When the United Nations convened its high-level conference on the Rohingya and other minorities in Myanmar last week, it was presided over by Annalena Baerbock. She is the new President of the UN General Assembly. For many in the humanitarian world, that detail should have raised eyebrows.
As Germany’s foreign minister, Baerbock was one of Europe’s most vocal defenders of Israel’s onslaught on Gaza. She publicly justified targeting Palestinian civilians and echoed claims that have been widely debunked, such as blaming Hamas for the loss of protected status in civilian sites. Under her watch, Berlin quadrupled arms exports to Israel and dismissed South Africa’s genocide case at The Hague as “baseless.” Yet here she was, chairing a global dialogue on genocide prevention and minority protection! The transition from enabler of impunity to arbiter of conscience seems a swift and frictionless one in the moral economy of the United Nations.
Her record in Gaza casts a long shadow over this new role. Baerbock’s brand of “feminist foreign policy” managed to mourn Ukrainian mothers while overlooking Palestinian ones. The same selective empathy now underpins her stewardship of a conference about a people abandoned to limbo - the Rohingya - whose own genocide has long been managed, not remedied, by the same system she represents. How credible can the UN’s moral appeals sound when its presiding voice has been complicit in whitewashing another genocide still unfolding before our eyes?
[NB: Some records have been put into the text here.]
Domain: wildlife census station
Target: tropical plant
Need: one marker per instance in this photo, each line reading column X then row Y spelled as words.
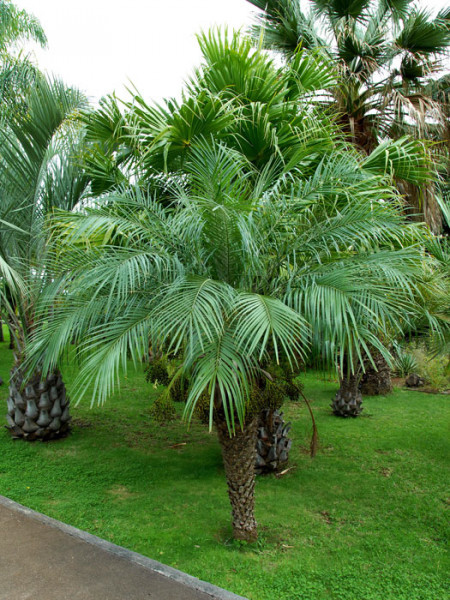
column 38, row 173
column 231, row 262
column 385, row 53
column 17, row 72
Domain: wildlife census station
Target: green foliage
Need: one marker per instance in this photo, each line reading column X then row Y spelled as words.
column 435, row 369
column 159, row 490
column 156, row 372
column 404, row 363
column 163, row 410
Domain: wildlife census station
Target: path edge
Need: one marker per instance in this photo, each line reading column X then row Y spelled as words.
column 134, row 557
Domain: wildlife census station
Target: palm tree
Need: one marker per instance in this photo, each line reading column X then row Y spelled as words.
column 17, row 72
column 229, row 261
column 37, row 174
column 384, row 52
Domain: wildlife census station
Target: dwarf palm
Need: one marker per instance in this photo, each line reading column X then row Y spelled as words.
column 227, row 275
column 37, row 174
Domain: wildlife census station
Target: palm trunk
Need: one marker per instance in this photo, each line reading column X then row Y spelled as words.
column 239, row 455
column 273, row 445
column 348, row 399
column 37, row 409
column 376, row 381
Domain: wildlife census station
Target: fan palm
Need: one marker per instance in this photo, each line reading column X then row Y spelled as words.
column 230, row 254
column 37, row 174
column 384, row 52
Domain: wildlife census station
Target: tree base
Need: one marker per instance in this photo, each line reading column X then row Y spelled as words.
column 37, row 410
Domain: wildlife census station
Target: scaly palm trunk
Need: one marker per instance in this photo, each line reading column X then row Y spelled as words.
column 37, row 409
column 348, row 399
column 239, row 455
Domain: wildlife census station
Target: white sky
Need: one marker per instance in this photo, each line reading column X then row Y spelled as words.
column 102, row 45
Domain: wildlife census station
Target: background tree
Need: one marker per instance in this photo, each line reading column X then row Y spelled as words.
column 385, row 53
column 227, row 260
column 17, row 71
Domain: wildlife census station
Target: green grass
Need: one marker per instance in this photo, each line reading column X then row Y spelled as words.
column 364, row 520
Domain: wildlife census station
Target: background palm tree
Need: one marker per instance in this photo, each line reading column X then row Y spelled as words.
column 37, row 174
column 229, row 261
column 384, row 52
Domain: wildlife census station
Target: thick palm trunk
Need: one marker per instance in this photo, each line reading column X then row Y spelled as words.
column 239, row 455
column 348, row 399
column 37, row 409
column 377, row 381
column 273, row 445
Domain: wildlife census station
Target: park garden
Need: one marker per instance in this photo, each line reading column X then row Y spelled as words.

This contradiction felt even starker in a week when Israeli authorities arrested Bangladeshi photographer Shahidul Alam — and a group of Rohingya photographers publicly demanded his release. The visual solidarity of the persecuted - from Gaza to Cox’s Bazar - exposed more truth about power and conscience than any speech in the UN’s marble halls.
Anyway…behind those speeches, a quieter political story unfolded. The Rohingya Consultative Committee-interim (RCC-interim), an organisation led by Aung Kyaw Moe and Jaivet Ealom, quietly dominated the stage.